Boston Sunday Globe

As states challenge Biden’s student loan repayment plan, he presses on

- By Tara Siegel Bernard

When President Biden announced his plan to provide student debt relief for 43 million borrowers nearly two years ago, there was a piece to his program that attracted less attention: a new student loan repayment program that would cut monthly payments in half for millions.

The repayment program, called SAVE, was meant to become a permanent fixture of the federal student loan system, offering a more affordable path to repayment, particular­ly for lower-income borrowers. But two groups of Republican-led states have filed separate lawsuits to block the SAVE program — including many of the states that challenged Biden’s $400 billion debt cancellati­on plan, which was struck down by the Supreme Court last year.

Missouri, along with six other states, filed suit Tuesday in US District Court for the Eastern District of Missouri, seeking to upend the program. That follows a challenge filed by 11 other states, led by Kansas, in late March. Both suits argue that the administra­tion has again exceeded its authority, and that the repayment plan is just another backhanded attempt to wipe debts clean.

“Yet again, the president is unilateral­ly trying to impose an extraordin­arily expensive and controvers­ial policy that he could not get through Congress,” the plaintiffs said in the complaint filed in Missouri.

The latest legal challenge landed just a day after the Biden administra­tion renewed its efforts to offer more extensive debt relief in an attempt to make good on a campaign promise during an election year. That effort, which joins existing programs offering targeted relief, is also expected to be challenged.

The SAVE plan, which opened to borrowers in August and has more than 8 million enrollees, isn’t a novel idea: It’s an income-driven repayment program based on a roughly 30year-old design that ties borrowers’ monthly payments to their income and household size. But SAVE has more generous terms than previous plans.

Here’s what we know:

Why are groups suing now?

Anything related to student loan relief has become politicall­y charged. Here, the states argue that the SAVE plan is unlawful in large part because of its high projected costs, which they said should require approval by Congress.

The Congressio­nal Budget Office estimated that SAVE would cost $261 billion over 10 years, but another analysis came up with a much larger number.

Economists for the Penn Wharton Budget Model, a research group at the University of Pennsylvan­ia, projected it would cost $475 billion over the same period — with roughly $235 billion of that attributed to the increased generosity of SAVE relative to existing plans, according to Kent Smetters, a professor at Wharton and the faculty director of the Penn Wharton Budget Model.

SAVE’s terms are more favorable: It reduces payments on undergradu­ate loans to 5 percent of a borrower’s discretion­ary income, down from 10 percent in the plan it replaced, known as REPAYE. After monthly payments for a set number of years — usually 20 — any balance is forgiven. (Graduate school debtors still pay 10 percent over 25 years.)

The program shortens the repayment term for people who initially borrowed $12,000 or less to 10 years, at which point any remaining debt is canceled.

SAVE also tweaks the payment formula so more income is protected for a borrower’s basic needs, reducing payments overall.

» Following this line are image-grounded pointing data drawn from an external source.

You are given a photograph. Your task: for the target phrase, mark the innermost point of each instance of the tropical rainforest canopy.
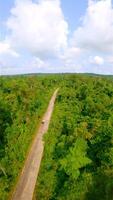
(78, 156)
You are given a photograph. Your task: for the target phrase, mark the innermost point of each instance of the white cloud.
(96, 60)
(39, 27)
(5, 48)
(96, 31)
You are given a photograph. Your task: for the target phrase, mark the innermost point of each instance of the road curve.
(26, 184)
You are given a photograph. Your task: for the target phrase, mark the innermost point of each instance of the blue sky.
(56, 36)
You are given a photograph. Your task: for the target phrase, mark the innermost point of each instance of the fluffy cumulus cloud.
(96, 31)
(39, 27)
(96, 60)
(5, 48)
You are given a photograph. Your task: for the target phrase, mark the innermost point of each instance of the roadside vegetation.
(78, 157)
(23, 100)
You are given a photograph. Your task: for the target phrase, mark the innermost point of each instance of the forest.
(78, 156)
(23, 100)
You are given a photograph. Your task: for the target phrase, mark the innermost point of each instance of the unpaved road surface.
(26, 184)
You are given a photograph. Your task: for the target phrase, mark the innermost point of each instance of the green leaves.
(76, 159)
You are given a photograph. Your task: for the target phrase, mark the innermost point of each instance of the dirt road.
(26, 184)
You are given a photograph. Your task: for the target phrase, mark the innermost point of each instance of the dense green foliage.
(78, 157)
(23, 100)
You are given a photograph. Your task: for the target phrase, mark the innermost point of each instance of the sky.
(55, 36)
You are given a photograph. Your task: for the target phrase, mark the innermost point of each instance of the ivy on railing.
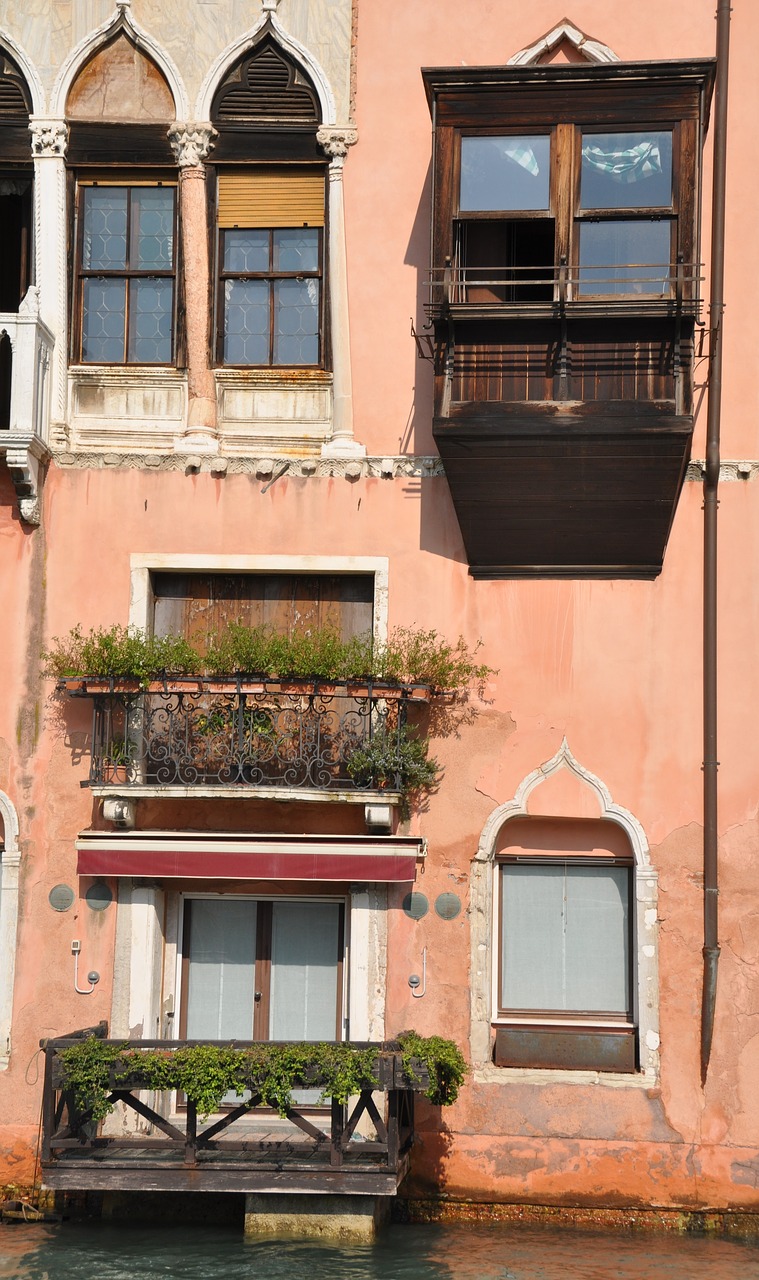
(94, 1069)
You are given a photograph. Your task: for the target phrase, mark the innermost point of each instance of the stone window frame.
(484, 942)
(9, 876)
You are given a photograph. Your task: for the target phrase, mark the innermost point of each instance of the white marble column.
(192, 144)
(49, 147)
(334, 142)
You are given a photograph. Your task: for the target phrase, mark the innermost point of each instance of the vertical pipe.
(711, 504)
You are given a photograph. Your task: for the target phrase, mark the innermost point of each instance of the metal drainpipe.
(711, 503)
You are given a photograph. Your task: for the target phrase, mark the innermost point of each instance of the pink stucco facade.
(612, 668)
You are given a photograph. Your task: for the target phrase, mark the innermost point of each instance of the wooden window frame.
(565, 204)
(263, 959)
(552, 1016)
(127, 182)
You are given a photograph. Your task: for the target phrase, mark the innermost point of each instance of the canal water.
(124, 1251)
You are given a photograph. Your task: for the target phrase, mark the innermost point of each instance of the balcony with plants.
(229, 1116)
(263, 713)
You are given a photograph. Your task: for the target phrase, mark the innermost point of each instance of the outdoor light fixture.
(92, 977)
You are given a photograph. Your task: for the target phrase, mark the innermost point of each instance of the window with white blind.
(270, 227)
(263, 969)
(565, 981)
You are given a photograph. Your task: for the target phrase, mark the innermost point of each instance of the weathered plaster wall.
(613, 667)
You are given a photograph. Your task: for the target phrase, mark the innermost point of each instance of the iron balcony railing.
(245, 732)
(565, 284)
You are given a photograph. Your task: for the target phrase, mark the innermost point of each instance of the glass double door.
(264, 970)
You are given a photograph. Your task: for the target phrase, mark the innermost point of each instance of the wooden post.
(338, 1123)
(191, 1134)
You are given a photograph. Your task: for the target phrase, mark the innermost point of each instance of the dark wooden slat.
(149, 1114)
(205, 1136)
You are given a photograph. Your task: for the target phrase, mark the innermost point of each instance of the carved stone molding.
(334, 140)
(398, 466)
(26, 462)
(49, 137)
(191, 142)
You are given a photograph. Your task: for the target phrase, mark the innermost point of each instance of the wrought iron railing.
(245, 732)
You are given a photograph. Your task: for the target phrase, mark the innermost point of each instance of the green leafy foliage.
(207, 1073)
(119, 652)
(443, 1060)
(410, 656)
(394, 758)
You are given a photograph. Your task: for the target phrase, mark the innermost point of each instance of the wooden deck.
(149, 1143)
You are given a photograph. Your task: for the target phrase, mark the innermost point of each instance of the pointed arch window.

What will determine whether the cases move forward?

Before a court can get to the arguments of a case, the plaintiffs must establish that they have standing to sue — that is, they are suffering a concrete harm that can be remedied by the courts.

Some legal experts said Missouri may have a better chance at passing this test; after all, it succeeded when the states challenged Biden’s broad debt relief program. Though a district court in that case initially found that the states did not have standing to sue, the decision was reversed by an appeals court and the plan was put on hold. Later, the Supreme Court held that Missouri had standing because it would have lost revenue from the Missouri Higher Education Loan Authority, or MOHELA (a federal loan servicer, which is considered an arm of that state), if the debt cancellati­on proceeded. That was enough to let the case move forward, and Missouri is making a somewhat similar argument here.

The states also claim in the lawsuit that forgivenes­s will deprive them of tax revenue.

But legal experts and advocates say the states could change their tax laws and collect the extra revenue.

If either of the recent cases moves forward, the states will get their chance to argue that the Education Department oversteppe­d its authority — most likely by turning to a legal principle known as the “major questions doctrine.” The thrust of that doctrine is that Congress must speak clearly when it authorizes the executive branch and its agencies to take on matters of political or economic significan­ce. In the past, courts would typically defer to agency interpreta­tions of ambiguous statutes.

Should borrowers do anything differentl­y now?

Borrower advocates suggest focusing on what you can control — continue to enroll in the repayment plan that makes most sense for your situation.

But keep in mind that the Biden administra­tion plans to phase out some income-driven repayment plans July 1, when all of SAVE’s benefits take full effect.